Война раз навсегда уничтожила несварение желудка, отменила всякие пороки сердца, слабость нервов и отсутствие аппетита. Швейк с Мареком с сорока другими пленными находились в вагоне, который летел по рельсам днём и ночью уже четвёртый день по направлению к востоку, и тем не менее они ничем не болели.
Временами они останавливались на вокзале где-нибудь в стороне, русские солдаты, сопровождавшие поезд, выгоняли их из вагонов и отводили к кухням, где они получали хлеб, похлёбку и ложку каши. Затем их гнали в отхожее место, снова сажали в вагоны, паровоз гудел, и они ехали дальше.
Их поезд был похож на странствующий зверинец, который останавливался только там, где можно было покормить зверей. Люди в нем не мылись, не знали гребня, не брились, грязь на них нарастала слоями изо дня в день, вши, размножающиеся в атмосфере переполненного вагона, уже заполняли все нары, так как их никто не ловил, и солдаты, когда возвращались из отхожего и не находили своего поезда возле огромного вокзала на той колее, где его оставили, спрашивали друг друга:
— Ты не видал наш бардак на колёсах?
Некоторое время после Киева с ними ехали ещё два русских солдата в вагоне, и благодаря им была дисциплина. Двери должны были закрываться, без сопровождения конвойных никто не имел права выйти из вагона. А когда на маленьких станциях поезд останавливался, ожидая встречного, и пленные шли в поле облегчиться, возле них становилась стража, как ангелы-хранители, а штыки поднимались, как громоотводы.

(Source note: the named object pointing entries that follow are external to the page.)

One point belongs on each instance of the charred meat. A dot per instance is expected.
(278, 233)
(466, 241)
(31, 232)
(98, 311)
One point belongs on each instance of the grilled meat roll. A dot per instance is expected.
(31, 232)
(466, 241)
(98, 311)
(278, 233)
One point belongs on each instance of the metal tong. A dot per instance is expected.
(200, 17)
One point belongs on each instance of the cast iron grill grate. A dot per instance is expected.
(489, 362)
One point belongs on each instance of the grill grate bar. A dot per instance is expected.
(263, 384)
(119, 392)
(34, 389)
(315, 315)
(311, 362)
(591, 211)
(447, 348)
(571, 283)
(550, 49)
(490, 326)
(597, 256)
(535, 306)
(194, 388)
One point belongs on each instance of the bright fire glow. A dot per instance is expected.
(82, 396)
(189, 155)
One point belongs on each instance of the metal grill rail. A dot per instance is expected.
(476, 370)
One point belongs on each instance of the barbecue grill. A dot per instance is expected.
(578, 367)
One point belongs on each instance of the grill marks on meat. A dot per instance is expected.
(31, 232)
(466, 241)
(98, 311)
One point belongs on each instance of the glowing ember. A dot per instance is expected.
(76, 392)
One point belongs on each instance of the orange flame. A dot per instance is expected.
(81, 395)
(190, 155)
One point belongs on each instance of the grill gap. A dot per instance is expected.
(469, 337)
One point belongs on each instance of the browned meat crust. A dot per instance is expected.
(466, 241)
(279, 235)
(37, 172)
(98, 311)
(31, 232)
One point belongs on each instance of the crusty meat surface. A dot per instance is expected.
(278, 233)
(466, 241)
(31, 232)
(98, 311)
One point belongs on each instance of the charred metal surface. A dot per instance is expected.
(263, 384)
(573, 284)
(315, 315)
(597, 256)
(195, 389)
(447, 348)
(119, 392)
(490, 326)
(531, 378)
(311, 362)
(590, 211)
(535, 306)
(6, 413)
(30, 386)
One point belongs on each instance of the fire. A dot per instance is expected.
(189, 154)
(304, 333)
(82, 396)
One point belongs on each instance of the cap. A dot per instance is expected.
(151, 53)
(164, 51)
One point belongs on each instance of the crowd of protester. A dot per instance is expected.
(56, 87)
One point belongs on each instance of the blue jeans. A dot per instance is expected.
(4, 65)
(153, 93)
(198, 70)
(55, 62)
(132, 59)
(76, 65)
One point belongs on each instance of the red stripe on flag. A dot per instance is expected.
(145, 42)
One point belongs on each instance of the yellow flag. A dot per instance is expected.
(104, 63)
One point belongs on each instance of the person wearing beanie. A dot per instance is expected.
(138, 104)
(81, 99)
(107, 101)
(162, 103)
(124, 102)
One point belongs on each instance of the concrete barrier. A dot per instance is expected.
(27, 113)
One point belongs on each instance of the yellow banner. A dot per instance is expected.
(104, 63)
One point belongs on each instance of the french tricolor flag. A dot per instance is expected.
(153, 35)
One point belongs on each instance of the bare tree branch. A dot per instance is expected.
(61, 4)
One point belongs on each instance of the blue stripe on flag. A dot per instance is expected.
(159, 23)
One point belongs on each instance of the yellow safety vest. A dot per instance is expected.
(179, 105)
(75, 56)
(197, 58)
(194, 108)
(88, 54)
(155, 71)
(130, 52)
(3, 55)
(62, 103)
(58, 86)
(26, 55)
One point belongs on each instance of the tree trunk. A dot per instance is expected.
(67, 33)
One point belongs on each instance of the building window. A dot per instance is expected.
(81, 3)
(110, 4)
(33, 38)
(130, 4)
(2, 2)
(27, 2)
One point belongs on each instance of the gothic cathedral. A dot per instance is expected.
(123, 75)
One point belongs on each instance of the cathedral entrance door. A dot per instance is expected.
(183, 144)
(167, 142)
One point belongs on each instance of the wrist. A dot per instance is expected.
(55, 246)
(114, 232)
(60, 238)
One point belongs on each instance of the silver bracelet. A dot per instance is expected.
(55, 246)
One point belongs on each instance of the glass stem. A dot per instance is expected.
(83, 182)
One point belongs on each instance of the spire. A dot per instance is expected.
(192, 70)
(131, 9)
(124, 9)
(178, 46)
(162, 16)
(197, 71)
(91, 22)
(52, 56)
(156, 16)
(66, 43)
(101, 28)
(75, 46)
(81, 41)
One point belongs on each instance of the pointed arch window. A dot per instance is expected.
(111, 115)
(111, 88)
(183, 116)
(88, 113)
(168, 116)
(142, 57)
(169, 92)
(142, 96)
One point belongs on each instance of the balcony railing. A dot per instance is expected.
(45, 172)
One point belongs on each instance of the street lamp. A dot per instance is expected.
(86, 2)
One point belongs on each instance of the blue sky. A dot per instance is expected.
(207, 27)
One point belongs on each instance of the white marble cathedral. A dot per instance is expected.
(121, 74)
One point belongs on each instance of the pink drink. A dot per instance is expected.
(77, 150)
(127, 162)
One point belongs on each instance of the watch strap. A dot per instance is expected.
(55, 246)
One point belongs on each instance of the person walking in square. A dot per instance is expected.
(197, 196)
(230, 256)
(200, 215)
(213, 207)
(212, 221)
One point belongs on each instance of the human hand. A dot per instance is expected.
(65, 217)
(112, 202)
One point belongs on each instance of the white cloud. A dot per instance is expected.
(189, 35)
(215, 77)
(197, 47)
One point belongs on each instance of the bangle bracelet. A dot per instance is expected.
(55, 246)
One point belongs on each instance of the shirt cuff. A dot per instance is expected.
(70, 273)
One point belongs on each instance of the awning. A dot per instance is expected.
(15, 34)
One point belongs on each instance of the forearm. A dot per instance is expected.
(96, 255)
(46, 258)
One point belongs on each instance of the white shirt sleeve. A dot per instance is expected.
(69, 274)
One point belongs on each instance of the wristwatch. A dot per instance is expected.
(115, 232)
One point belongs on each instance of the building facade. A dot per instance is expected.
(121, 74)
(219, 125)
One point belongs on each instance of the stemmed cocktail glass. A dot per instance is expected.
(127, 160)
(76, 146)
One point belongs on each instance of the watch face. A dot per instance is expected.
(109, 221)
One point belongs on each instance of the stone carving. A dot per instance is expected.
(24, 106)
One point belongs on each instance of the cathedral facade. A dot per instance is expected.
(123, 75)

Но на другой день все это кончилось. Конвойные сели в отдельный вагон, приказали пленным назначить в вагоне старосту, на которого и возложили всю ответственность, и пленные стали наблюдать за порядком сами.

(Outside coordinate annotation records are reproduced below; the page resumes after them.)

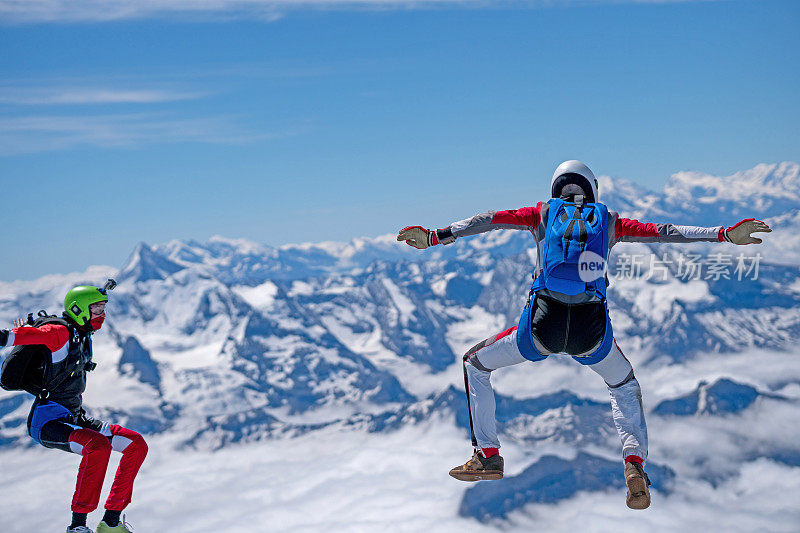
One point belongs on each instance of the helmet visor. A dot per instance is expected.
(98, 309)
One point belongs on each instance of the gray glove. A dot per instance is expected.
(740, 233)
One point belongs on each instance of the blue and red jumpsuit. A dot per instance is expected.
(573, 325)
(59, 421)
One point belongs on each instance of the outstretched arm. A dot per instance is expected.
(526, 218)
(629, 230)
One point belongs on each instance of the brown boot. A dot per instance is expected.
(637, 481)
(479, 468)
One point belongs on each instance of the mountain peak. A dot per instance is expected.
(146, 264)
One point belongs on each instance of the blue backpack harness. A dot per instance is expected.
(574, 253)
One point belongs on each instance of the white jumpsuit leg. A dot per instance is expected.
(626, 402)
(501, 351)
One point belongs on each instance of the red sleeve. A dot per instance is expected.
(526, 216)
(628, 227)
(54, 336)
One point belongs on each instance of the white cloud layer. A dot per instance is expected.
(16, 11)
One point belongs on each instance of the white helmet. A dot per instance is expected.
(576, 171)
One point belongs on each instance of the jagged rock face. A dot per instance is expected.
(724, 396)
(231, 342)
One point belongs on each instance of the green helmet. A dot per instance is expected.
(78, 300)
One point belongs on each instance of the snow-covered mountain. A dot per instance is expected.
(232, 345)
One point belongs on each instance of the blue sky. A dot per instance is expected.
(284, 123)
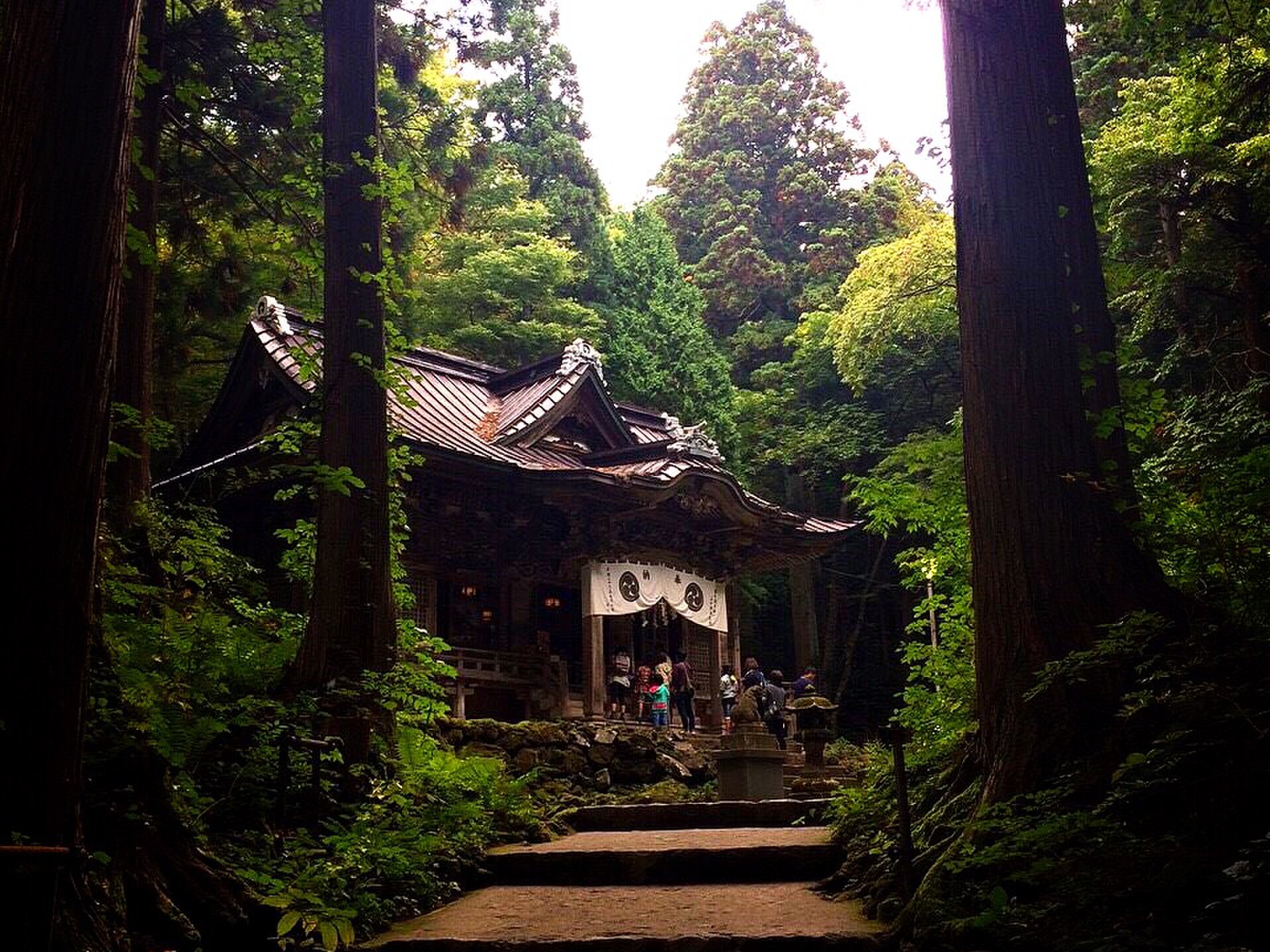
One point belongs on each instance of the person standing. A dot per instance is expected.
(752, 666)
(807, 683)
(619, 683)
(665, 668)
(643, 686)
(661, 701)
(728, 688)
(777, 709)
(683, 692)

В вагоне на каждой стороне было два ряда нар, на которых можно было лежать. Те, кто успел на них расположиться, пользовались той выгодой, что ночью спали лёжа, а те, кто остался посреди вагона, во время хода поезда сидели в открытых дверях, покачивая ногами в ритм поезда, и любовались на пробегающие мимо поля.
Огромная равнина убегала назад, необозримые поля с пшеницей, рожью, овсом, репой, бесконечные луга. Разбросанные деревни под тополями и вербами, ветряные мельницы, скирды полусгнившей соломы в полях, склоняющиеся своими огромными шапками, как размокшие грибы.
Пленные считали количество вёрст, обозначенных на столбах, и спорили между собой о том, куда их везут. Одни утверждали, что в Сибирь, другие — что на Кавказ, третьи — к Чёрному морю.
Вспыхнул спор о назначении поля с подсолнухами; учитель, с которым Швейк снова попал в один эшелон и с которым они теперь ехали в одном вагоне, утверждал, что подсолнухи растут только для декорации, что русские — народ поэтический, о чем свидетельствует их литература. Марек высказывал предположение, что подсолнухи сажают вместо картошки, которой они ещё не видели, и Швейк, резюмируя спор, сказал:
— Ну да, они народ поэтический и семечки грызут действительно поэтически, как белки орехи. Зверь на свете существует разный.
На ближайшем вокзале эти предположения Швейка о значении семечек были блестяще подтверждены. Против поезда военнопленных стоял пассажирский поезд, и там под окнами вагонов третьего класса лежал слой шелухи от подсолнечных семян. У окна сидел мужик, против него — баба; они разговаривали, и на столике у них росла куча шелухи, летевшей у них изо рта, как отскакивающая эмаль от раскалённой кастрюли.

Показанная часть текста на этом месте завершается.